Friday, January 12, 2007

volver


Here is a longer version of my Volver review which appeared in the latest issue of my high school newspaper, The Kerronicle.

Volver
d. Pedro Almodovar, 2006

An overhead shot of a desolate kitchen somewhere in Madrid. A lifeless body, paper towels soaking the blood around it. A housewife (Penélope Cruz) meticulously cleans up the mess, and as she begins to stuff the corpse into her refrigerator, the doorbell rings.

This remarkable sequence from Pedro Almodóvar’s sensational new film, Volver, which opens this Friday at the Angelika, takes place about 15 minutes into the movie, and it stands as a constant reminder of the morbid backdrop for Almodóvar’s tender, compassionate story about a family of women.

Volver (“to return” in Spanish) opens to an extended shot of a windy cemetery. The audience is introduced to Raimunda (Cruz), her daughter Paula (Yohana Cobo), and her sister Sole (Lola Dueñas), who are there to visit their mother’s grave. Irene (Carmen Maura) passed away four years prior, and it seems the family is well adjusted by now. After the cemetery, they drive by the small town where they grew up; they visit Aunt Paula (Chus Lampreave) and Agustina (Blanca Portillo), who takes care of Paula and whose own mother has been missing for four years.

Everything in the film seems rather calm and delicate up to this point, then, on cue, all hell breaks loose (this is, after all, an Almodóvar film). We see young Paula crying, telling her mother that the man she believes to be her father (Antonio de la Torre) tried to rape her. She grabbed a knife to scare him and ended up killing him. As Raimunda is deposing of the body, Sole calls to say Aunt Paula has died. Raimunda assures her that she is much too busy to attend the funeral, and urges Sole to go alone. While there, Sole catches a glimpse of her dead mother. As it turns out, Irene is not yet gone, and decides to come back to Madrid with Sole. In Almodovar’s world, death is not enough to keep a mother from loudly kissing her daughters.

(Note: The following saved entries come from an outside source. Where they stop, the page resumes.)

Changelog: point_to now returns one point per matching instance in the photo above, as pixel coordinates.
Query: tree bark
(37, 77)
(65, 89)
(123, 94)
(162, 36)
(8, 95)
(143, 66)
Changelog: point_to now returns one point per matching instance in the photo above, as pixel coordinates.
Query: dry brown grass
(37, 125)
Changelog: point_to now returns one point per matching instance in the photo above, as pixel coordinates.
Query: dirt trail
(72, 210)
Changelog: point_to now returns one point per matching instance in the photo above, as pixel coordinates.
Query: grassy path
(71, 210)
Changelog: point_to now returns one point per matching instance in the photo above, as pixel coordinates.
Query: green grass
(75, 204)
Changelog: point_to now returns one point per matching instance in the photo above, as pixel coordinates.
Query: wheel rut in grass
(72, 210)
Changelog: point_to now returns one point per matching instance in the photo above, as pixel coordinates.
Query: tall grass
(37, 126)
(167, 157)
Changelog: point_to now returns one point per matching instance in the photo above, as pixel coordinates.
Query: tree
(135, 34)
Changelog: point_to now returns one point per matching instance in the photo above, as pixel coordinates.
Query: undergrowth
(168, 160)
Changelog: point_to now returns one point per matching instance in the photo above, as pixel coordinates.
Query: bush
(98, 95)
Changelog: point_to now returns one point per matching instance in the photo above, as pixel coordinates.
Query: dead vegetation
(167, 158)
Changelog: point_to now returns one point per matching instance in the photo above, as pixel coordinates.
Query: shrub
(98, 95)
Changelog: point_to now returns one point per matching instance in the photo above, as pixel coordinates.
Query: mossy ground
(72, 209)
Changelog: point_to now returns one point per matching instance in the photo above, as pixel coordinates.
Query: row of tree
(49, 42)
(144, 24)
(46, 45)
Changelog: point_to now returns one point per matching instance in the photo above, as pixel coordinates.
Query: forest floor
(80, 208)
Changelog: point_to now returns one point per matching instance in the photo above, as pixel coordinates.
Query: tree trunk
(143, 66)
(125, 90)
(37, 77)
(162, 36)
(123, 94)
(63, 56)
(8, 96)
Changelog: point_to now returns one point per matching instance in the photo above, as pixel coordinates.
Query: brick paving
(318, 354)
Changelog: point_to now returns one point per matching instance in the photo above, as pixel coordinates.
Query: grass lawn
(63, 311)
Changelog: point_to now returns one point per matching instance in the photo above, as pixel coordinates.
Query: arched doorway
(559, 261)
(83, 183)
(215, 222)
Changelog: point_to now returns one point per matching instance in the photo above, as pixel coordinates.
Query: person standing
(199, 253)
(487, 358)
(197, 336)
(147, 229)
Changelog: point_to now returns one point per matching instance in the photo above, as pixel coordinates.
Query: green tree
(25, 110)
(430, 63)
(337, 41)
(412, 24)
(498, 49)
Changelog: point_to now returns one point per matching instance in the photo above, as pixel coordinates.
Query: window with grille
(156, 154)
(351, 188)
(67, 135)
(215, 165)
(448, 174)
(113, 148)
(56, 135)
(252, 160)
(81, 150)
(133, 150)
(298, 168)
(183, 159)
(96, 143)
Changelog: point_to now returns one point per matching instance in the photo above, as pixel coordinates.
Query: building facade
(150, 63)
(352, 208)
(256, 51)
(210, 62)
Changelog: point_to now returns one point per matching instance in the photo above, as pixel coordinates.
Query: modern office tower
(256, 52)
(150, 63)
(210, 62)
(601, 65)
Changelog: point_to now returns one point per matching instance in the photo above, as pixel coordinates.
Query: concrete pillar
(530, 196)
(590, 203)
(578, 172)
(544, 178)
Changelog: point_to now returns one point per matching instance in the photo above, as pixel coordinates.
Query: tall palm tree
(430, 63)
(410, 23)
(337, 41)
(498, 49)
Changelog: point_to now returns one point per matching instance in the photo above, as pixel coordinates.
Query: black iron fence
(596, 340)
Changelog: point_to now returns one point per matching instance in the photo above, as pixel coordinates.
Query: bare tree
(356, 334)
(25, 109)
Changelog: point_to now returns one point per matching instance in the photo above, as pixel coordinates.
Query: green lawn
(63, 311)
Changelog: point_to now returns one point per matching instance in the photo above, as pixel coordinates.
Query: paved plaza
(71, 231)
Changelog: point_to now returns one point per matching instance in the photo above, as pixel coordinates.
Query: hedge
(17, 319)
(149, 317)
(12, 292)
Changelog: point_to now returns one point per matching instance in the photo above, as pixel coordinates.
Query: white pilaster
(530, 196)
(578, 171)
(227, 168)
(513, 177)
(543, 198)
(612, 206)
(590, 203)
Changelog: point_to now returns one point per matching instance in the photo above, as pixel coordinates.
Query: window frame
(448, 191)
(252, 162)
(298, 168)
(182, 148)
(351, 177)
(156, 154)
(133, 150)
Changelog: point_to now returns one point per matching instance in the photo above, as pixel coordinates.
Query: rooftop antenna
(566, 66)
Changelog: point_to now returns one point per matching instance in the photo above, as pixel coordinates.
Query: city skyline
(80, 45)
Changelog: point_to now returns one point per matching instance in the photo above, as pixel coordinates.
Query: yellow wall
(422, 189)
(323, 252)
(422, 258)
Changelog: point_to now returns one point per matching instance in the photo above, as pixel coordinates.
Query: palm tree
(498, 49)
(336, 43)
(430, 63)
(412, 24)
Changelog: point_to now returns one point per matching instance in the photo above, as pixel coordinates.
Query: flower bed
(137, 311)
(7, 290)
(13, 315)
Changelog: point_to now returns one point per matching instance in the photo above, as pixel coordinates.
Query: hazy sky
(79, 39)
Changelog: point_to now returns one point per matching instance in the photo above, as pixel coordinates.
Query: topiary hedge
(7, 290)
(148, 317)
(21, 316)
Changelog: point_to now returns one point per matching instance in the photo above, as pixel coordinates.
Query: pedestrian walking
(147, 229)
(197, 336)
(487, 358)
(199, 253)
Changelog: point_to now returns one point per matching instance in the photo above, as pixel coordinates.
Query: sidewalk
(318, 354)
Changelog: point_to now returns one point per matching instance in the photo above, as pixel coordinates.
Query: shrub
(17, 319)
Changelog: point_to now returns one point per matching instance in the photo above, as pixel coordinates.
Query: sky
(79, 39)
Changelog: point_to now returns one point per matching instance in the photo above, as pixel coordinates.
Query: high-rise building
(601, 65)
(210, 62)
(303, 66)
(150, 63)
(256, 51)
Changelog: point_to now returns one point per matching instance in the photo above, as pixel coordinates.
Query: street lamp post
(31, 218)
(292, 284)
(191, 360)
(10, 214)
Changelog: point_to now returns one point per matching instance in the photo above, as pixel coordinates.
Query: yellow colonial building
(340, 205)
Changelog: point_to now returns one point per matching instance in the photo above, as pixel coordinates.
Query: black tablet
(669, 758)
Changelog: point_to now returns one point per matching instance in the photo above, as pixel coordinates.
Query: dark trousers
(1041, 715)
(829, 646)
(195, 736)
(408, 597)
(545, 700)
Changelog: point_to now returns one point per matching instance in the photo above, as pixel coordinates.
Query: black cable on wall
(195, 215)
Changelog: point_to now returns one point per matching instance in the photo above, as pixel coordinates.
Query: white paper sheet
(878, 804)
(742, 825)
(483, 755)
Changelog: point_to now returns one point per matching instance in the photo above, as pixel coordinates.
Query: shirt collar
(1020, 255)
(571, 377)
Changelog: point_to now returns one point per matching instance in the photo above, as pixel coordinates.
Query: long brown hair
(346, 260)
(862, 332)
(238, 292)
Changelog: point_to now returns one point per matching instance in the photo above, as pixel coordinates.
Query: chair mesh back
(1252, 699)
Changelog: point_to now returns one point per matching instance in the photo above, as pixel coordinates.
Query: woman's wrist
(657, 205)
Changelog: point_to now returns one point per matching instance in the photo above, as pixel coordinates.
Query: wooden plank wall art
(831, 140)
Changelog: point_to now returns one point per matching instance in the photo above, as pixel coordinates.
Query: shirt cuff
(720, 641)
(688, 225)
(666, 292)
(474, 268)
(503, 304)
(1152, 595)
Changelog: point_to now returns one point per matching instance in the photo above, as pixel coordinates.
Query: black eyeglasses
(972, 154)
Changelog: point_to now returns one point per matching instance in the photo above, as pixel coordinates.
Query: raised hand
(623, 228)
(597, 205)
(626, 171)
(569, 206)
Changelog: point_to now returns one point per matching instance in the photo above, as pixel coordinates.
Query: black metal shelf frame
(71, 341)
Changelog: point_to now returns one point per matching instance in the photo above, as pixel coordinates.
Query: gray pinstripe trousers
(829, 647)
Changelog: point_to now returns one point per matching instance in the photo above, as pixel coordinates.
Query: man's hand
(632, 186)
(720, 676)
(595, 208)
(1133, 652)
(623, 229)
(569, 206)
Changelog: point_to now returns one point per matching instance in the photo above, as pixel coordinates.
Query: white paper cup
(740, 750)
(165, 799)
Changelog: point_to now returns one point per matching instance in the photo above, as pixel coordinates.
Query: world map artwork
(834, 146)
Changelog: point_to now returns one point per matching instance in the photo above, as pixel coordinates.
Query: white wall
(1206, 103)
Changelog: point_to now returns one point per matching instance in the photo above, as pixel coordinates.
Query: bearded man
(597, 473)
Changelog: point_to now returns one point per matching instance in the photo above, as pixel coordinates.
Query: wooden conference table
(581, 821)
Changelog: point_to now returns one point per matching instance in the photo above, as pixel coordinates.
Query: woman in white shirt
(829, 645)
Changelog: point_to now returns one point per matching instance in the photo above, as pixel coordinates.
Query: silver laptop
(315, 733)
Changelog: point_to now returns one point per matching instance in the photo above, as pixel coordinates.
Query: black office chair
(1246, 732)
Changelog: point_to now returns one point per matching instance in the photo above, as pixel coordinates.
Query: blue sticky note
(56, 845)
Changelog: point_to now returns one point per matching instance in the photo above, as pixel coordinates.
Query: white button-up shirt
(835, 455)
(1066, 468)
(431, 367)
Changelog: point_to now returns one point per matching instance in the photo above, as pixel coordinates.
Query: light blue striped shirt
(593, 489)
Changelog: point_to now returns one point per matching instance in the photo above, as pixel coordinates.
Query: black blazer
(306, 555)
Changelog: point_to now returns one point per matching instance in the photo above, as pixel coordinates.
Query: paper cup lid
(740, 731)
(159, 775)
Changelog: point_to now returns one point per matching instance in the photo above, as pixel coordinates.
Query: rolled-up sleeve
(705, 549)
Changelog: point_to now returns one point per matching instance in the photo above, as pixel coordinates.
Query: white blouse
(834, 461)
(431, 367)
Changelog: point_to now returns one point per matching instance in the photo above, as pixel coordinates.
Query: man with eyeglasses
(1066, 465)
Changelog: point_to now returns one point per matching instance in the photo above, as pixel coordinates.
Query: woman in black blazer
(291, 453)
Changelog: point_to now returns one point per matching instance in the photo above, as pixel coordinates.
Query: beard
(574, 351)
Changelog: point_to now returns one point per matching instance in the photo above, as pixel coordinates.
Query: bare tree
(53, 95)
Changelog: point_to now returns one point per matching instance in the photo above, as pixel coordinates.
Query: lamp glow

This is the background of Volver. Recounting the rest of Almodóvar’s ingenious, gorgeously explosive story would only diminish from one’s viewing experience. The film’s formal aspects, however, may be even more accomplished than his narrative aims. He bathes his film in bright, lush colors that will be a wonder to see on the big screen; having only seen the film twice on an imported DVD in preparation for this review, I am quite anxious for a proper viewing. Volver’s soundtrack is also very vibrant, from the loud smooching sounds and the whistling of the wind down Almodóvar’s streets, to the beautiful strands of Alberto Iglesias’ lively score (the director’s exaggerated sound effects play a key role in establishing the relationship between the women in the film).

By the film’s end, Almodóvar’s title gains meaning. In a way, he’s returning to a type of film he hasn’t made since 1999’s All About My Mother (also starring Cruz). For the past couple of years, he has focused on films mainly about men: both of the female characters in 2002’s Talk to Her were comatose throughout the film; The Bad Education (2004) was a post-modern noir where the closest thing to a female protagonist was Gael García Bernal in drag. In Volver, the men are, quite literally, disposable. Almodóvar, like Josef von Sternberg and Rainer Werner Fassbinder before him, is a director who adores women, which is precisely the reason why Volver is such a success. Even at the points of highest melodrama, his film never feels exploitative, and it’s encouraging to see that a man can be so deft at writing dialogue for women My favorite exchange: “My mother has died, you must be her ghost or her spirit” “Yes, whatever you want, but get me out of the trunk of your car.”

An ensemble film though it may be—Cannes gave all of its female leads a collective “Best Actress” award earlier this year—Volver clearly belongs to Cruz. Her performance as Raimunda, balancing her husband’s corpse and a mother coming back from the dead, among other things, is as endearing as any I’ve seen in a long time.

It’s clear that Almodóvar has reached the point in his career where he can take any standard family story, add some Almodóvarian touches, and turn out an outright masterpiece. Seemingly rereading Fassbinder on the way back to Douglas Sirk, he brings together low camp—there’s always a place for a prostitute or a drag queen in his films—and high melodrama into an intensely involving and undeniably moving experience. The final scene is almost too lovely. “Don’t tell me that,” Irene calmly says. “I’ll cry. And you know ghosts don’t cry.”